Enhanced total INa in small-size DRG neurons from diabetic rats. A, increased current density of total INa in small-size DRGs from diabetic rats compared with the control. The difference in the maximum of peak current density was significant between control and diabetic rats (p < 0.05). B, original action potential traces recorded in current-clamp mode without adjusting the membrane potential after cell rupture. The average amplitude of action potential was significantly larger in diabetic (130.3 ± 1.3 mV) than that in control (115.3 ± 0.9 mV) neurons (p < 0.05).
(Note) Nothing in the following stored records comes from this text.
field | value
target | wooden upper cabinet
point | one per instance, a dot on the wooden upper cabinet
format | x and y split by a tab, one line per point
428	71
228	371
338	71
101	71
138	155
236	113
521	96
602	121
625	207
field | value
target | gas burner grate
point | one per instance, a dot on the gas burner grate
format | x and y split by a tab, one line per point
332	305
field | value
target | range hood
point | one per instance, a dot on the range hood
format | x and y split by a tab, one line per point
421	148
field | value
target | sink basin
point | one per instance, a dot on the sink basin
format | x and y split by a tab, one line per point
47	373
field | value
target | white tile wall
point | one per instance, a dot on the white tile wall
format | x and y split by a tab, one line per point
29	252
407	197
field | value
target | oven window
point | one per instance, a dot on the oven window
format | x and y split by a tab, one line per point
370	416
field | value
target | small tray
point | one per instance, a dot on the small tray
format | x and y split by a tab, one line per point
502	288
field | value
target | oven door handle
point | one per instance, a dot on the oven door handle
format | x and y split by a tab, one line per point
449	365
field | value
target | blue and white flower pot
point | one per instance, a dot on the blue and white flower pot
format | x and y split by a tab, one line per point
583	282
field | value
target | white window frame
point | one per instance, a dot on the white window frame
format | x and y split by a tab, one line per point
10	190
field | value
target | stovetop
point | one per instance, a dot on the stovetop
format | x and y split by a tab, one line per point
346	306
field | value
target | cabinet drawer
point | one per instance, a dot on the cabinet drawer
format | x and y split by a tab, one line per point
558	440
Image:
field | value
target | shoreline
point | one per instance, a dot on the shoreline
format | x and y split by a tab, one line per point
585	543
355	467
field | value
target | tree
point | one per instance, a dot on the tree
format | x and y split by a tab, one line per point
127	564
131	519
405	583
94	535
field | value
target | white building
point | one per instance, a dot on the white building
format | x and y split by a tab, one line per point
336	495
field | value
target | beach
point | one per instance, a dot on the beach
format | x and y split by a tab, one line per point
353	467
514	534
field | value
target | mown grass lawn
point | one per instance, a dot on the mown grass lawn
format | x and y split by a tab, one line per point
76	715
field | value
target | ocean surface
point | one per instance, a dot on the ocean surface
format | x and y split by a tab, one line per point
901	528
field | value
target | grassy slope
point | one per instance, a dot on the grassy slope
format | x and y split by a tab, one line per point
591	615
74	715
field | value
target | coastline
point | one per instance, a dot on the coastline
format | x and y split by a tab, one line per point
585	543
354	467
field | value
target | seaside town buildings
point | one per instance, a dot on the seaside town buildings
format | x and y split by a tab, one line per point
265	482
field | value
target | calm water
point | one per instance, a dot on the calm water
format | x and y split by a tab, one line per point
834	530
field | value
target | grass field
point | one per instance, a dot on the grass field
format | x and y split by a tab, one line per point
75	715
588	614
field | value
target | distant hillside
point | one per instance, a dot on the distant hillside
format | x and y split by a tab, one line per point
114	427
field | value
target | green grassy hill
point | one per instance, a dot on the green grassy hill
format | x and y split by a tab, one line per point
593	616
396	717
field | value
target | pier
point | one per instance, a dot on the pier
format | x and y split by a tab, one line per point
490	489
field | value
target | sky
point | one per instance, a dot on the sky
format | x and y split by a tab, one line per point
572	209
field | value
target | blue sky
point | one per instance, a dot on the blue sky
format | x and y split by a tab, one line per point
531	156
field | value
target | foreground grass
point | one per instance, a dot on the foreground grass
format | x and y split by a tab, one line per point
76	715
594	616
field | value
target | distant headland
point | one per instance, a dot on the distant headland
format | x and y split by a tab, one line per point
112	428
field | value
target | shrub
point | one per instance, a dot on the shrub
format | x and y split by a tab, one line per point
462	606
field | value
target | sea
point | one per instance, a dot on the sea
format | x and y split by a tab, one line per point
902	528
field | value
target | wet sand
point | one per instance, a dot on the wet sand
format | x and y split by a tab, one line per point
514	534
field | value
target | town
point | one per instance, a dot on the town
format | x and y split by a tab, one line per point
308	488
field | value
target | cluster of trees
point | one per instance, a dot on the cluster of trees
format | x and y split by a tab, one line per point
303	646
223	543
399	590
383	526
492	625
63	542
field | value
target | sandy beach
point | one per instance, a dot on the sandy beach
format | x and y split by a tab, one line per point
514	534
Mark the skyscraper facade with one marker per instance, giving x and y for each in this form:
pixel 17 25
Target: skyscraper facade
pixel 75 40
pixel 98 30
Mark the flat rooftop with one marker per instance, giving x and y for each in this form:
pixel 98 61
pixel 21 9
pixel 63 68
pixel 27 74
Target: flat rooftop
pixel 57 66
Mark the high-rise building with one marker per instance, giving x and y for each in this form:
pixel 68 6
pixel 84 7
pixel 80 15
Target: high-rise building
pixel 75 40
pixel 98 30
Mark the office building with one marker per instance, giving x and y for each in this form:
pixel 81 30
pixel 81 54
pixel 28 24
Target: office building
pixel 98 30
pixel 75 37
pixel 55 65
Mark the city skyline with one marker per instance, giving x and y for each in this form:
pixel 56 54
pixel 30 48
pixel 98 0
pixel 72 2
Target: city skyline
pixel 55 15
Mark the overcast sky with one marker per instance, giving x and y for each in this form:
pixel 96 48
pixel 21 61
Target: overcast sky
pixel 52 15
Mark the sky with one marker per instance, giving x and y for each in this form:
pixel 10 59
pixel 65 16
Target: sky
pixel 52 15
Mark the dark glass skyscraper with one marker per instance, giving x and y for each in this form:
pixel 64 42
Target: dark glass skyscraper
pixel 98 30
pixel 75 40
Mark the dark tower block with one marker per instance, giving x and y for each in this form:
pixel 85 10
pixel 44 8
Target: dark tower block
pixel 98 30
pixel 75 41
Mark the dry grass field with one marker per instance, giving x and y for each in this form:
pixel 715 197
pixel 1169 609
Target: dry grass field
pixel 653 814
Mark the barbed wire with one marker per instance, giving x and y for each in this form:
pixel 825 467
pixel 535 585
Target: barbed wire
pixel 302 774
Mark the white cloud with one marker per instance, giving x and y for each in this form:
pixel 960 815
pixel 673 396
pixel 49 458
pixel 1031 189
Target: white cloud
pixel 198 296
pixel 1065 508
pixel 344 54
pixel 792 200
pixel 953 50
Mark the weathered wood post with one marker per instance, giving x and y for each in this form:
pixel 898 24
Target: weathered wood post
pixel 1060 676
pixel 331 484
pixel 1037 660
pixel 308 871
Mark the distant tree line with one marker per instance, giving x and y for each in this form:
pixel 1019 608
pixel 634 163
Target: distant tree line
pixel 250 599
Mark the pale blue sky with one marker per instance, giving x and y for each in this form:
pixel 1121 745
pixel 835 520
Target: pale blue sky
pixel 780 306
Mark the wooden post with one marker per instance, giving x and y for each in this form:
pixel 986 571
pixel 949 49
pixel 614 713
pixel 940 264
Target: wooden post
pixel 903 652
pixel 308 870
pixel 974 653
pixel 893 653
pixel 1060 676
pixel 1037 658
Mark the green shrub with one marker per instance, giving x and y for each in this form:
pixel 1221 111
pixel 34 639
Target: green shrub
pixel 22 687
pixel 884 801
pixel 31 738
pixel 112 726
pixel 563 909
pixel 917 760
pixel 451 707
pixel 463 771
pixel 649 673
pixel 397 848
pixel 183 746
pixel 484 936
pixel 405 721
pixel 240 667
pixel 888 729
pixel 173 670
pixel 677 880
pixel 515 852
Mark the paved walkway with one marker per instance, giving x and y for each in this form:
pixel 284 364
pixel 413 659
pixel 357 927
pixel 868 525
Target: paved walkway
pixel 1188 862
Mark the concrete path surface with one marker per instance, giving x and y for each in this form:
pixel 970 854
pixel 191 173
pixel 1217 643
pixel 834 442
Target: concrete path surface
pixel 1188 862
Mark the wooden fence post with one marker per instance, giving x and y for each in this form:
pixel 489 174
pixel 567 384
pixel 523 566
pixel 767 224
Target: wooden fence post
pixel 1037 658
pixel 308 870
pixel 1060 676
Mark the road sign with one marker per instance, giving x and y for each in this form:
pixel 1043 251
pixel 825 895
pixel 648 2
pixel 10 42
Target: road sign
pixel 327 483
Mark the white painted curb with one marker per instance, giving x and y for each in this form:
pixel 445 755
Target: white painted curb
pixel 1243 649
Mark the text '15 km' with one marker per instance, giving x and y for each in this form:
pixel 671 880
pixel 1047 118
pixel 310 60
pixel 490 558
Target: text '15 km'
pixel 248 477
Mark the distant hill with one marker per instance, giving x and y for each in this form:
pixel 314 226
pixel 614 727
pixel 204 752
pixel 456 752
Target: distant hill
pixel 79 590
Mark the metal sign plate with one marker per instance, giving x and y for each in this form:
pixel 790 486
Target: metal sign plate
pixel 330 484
Error bars indicate S.E.

 
Fig. 4A shows original traces of total and TTX-R INa evoked by voltage step to 0 mV. The TTX-S current was obtained by digitally subtracting the currents recorded after applying 200 nM TTX from the currents recorded in the absence of TTX. The rising phase of the TTX-S current precedes the peak of TTX-R current, suggesting that the activation of TTX-S current is more rapid. The current-voltage relationship for TTX-S INa in small-sized DRG neurons from control and diabetic rats is shown in Fig. 4B. The peak current density for TTX-S INa was –35.1 ± 3.1 mV in cells from diabetic rats, which is significantly more negative than that for control neurons (–25.5 ± 2.7 mV, p < 0.05).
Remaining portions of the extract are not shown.